Von Mechthild Harting
23.01.2021
, 17:34
Mehr Autohalter, mehr Pendler, mehr Radfahrer: Die Frankfurter Verkehrspolitik steht vor großen Herausforderungen. Die Parteien ringen um die richtigen Konzepte.

„Soll ich die Häuser abreißen?“, fragt Dorothee Allekotte vom Straßenverkehrsamt gern provokant, wenn ihr wieder einmal vorgetragen wird, was sie zwischen den Gebäuden alles unterbringen soll. Die Neuaufteilung des Straßenraums treibt mit Blick auf immer mehr Radfahrer und der Forderung nach urbaner und zugleich grüner Gestaltung die Planer in allen Großstädten um. In Frankfurt ist sie eine besondere Herausforderung: Die Mainmetropole ist nie Residenzstadt gewesen, sie kennt kaum Boulevards. Die breiten vierspurigen Straßen sind überwiegend in der Nachkriegszeit angelegt worden.

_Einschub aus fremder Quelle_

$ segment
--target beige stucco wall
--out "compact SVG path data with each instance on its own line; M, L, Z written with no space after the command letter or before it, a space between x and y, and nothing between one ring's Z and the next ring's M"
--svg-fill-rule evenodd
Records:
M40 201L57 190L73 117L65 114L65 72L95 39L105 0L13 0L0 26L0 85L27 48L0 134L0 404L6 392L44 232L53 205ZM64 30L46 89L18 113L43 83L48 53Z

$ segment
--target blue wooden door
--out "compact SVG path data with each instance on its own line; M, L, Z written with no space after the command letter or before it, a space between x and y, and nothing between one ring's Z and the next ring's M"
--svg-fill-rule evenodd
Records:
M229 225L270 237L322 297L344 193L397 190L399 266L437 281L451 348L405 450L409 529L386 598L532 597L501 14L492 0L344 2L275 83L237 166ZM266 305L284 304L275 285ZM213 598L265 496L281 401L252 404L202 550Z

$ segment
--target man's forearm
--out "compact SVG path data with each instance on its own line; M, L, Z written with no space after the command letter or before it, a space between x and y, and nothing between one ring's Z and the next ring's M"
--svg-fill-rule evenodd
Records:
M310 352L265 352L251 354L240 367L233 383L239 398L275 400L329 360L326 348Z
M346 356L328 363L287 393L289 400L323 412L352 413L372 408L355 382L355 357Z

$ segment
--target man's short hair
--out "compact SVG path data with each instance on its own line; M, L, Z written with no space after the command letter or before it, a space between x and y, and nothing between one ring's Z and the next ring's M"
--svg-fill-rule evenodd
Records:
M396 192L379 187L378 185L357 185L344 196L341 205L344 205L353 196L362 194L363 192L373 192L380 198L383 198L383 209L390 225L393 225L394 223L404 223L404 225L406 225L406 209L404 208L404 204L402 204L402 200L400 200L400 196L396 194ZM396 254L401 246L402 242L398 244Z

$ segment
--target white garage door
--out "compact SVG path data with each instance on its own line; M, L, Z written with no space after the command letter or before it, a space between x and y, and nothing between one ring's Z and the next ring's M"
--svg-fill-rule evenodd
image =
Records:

Und noch etwas erschwert die Diskussion in Frankfurt: Bezogen auf die Einwohnerzahl ist die Zahl der Pendler in Hessens größter Stadt im bundesweiten Vergleich auf einem sehr hohen Niveau. Vor der Pandemie waren es fast 380.000 Menschen, die täglich in die Stadt zur Arbeit gefahren sind. Gleichzeitig sind von den derzeit 760.000 Einwohnern Frankfurts fast 100.000 Einwohner Auspendler. Auch sie sind normalerweise täglich unterwegs.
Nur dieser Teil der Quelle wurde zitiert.